Comments: A fabulous new crime writer for me to follow! Inger Ash Wolfe is actually a pseudonym for Russell Smith, an already published Canadian author. While Smith's own books don't hold any appeal for me to read, The Calling is a fantastic addition to the serial killer genre. Very well-written with a creepiness that just oozes from it's pages. The gruesome factor nowhere matches Mo Hayder but it has enough, written with style to satisfy fans looking for hard edge mysteries. It was mostly the plot and the mystery that kept this book alive for me though as I couldn't quite find myself comfortable with the main characters. Hazel is the central figure with a few of her police officers taking secondary character roles. Nobody was particularly likable to me; they all just rubbed me the wrong way. Perhaps this may be unique to this particular reader.
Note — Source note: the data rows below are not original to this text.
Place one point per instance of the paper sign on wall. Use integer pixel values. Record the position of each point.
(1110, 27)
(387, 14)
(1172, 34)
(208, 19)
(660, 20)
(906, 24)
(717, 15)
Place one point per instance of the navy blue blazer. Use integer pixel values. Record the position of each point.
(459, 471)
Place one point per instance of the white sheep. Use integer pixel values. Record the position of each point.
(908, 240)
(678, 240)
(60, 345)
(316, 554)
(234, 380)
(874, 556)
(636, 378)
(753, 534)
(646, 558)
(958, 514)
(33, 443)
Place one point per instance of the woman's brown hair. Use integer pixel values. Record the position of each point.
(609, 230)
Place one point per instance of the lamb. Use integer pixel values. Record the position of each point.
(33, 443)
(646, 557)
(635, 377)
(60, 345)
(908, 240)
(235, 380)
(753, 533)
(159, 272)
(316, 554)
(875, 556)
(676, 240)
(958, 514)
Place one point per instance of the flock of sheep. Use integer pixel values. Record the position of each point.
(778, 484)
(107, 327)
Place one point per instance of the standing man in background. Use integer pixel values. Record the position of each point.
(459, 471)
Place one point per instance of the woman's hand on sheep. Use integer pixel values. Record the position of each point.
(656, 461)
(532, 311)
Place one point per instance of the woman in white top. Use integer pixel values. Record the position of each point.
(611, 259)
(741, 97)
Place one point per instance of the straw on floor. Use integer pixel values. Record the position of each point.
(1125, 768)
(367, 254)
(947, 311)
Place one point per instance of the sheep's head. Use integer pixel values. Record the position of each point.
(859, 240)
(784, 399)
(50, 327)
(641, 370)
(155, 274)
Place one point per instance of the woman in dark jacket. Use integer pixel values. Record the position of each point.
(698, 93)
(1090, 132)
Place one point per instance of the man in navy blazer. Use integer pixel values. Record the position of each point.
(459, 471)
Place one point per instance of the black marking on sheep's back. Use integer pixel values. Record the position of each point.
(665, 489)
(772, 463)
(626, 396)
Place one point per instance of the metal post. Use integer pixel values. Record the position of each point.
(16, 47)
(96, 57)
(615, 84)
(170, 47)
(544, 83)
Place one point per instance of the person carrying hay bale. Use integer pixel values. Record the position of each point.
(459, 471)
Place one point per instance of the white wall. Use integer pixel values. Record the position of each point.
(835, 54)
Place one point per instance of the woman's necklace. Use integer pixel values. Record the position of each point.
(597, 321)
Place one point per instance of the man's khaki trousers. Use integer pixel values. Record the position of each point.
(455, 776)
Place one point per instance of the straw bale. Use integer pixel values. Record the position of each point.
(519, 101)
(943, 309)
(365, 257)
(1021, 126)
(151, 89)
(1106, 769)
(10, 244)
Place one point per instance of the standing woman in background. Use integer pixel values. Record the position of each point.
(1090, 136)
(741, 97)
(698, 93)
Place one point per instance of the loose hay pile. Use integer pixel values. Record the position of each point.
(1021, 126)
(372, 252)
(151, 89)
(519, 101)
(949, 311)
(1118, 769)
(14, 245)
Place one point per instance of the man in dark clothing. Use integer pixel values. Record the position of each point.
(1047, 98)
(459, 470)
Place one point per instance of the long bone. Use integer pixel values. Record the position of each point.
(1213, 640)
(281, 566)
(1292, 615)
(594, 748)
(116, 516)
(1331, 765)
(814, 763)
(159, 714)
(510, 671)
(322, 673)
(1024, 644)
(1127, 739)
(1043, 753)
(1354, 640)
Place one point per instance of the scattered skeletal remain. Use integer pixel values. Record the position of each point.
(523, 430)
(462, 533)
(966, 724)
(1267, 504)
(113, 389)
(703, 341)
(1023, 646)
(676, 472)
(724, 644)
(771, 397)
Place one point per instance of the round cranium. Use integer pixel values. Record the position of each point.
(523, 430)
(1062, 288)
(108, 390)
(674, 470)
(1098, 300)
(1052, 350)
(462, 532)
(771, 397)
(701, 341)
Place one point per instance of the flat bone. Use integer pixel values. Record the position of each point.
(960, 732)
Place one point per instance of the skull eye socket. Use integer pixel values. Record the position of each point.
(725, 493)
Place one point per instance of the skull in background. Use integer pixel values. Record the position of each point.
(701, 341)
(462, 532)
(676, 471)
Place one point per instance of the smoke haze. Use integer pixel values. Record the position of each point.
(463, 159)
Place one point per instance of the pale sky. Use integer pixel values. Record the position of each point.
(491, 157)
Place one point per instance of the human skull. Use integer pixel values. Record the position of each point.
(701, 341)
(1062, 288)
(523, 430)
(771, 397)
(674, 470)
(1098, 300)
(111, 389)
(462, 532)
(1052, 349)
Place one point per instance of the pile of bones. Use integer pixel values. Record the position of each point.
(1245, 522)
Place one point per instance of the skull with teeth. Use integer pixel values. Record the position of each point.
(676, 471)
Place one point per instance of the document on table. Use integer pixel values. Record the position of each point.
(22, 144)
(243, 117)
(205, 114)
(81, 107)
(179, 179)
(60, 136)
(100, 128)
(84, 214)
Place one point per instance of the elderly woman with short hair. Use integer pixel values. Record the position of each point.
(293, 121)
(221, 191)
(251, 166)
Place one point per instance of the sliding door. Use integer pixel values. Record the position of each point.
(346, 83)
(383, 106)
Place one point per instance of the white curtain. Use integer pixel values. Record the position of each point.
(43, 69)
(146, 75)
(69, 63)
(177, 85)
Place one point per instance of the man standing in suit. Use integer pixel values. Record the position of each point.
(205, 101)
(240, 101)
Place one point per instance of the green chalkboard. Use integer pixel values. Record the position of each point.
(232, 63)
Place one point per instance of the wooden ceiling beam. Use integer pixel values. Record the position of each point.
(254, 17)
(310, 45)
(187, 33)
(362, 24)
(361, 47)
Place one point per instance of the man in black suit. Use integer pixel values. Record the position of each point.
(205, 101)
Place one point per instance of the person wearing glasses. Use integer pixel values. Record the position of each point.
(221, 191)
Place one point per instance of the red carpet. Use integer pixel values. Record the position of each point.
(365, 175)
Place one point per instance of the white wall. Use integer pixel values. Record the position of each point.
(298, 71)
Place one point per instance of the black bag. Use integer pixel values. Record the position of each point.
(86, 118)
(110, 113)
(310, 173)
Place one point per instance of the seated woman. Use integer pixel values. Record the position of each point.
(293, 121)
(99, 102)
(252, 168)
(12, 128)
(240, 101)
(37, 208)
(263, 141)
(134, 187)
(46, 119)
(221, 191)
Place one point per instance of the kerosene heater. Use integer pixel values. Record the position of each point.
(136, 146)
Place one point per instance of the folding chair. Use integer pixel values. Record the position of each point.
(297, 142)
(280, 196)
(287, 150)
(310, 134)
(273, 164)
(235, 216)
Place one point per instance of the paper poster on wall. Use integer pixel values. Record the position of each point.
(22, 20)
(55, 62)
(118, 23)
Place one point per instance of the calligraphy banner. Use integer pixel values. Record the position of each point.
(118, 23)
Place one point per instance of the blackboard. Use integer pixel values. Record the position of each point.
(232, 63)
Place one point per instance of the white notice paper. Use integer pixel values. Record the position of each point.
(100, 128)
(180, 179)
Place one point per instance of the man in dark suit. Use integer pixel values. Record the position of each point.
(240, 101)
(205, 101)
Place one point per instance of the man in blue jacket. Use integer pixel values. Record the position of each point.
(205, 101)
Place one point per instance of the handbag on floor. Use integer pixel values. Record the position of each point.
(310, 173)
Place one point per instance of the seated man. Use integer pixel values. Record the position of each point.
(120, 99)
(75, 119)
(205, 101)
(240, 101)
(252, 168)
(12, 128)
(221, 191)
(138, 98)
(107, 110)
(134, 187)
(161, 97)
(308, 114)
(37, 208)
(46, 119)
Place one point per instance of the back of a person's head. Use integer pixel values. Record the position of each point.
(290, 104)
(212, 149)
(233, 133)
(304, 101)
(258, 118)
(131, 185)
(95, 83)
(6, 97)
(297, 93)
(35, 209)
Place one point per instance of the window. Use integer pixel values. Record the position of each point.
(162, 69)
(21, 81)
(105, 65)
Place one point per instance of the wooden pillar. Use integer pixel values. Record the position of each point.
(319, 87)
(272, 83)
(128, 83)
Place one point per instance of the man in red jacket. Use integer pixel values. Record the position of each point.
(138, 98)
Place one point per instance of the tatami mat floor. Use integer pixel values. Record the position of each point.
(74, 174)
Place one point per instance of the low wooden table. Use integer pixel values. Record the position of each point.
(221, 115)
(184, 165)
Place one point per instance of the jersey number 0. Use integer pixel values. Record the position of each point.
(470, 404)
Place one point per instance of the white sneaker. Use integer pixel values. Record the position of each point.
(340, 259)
Yet I find it hard to 100% enjoy a book when I don't like any of the main characters. There was one guy who I started to like by the end of the book but it is left up in the air as to whether he will be returning. I guess I'll find out in The Taken. I'll certainly be continuing with this series. The plot and the crime are so very unique that I'm eager to find what else Wolfe will come up with and I'm hoping that with another book I'll find a regular character that grows on me. A definite not-to-be-missed book for serial killer crime fans.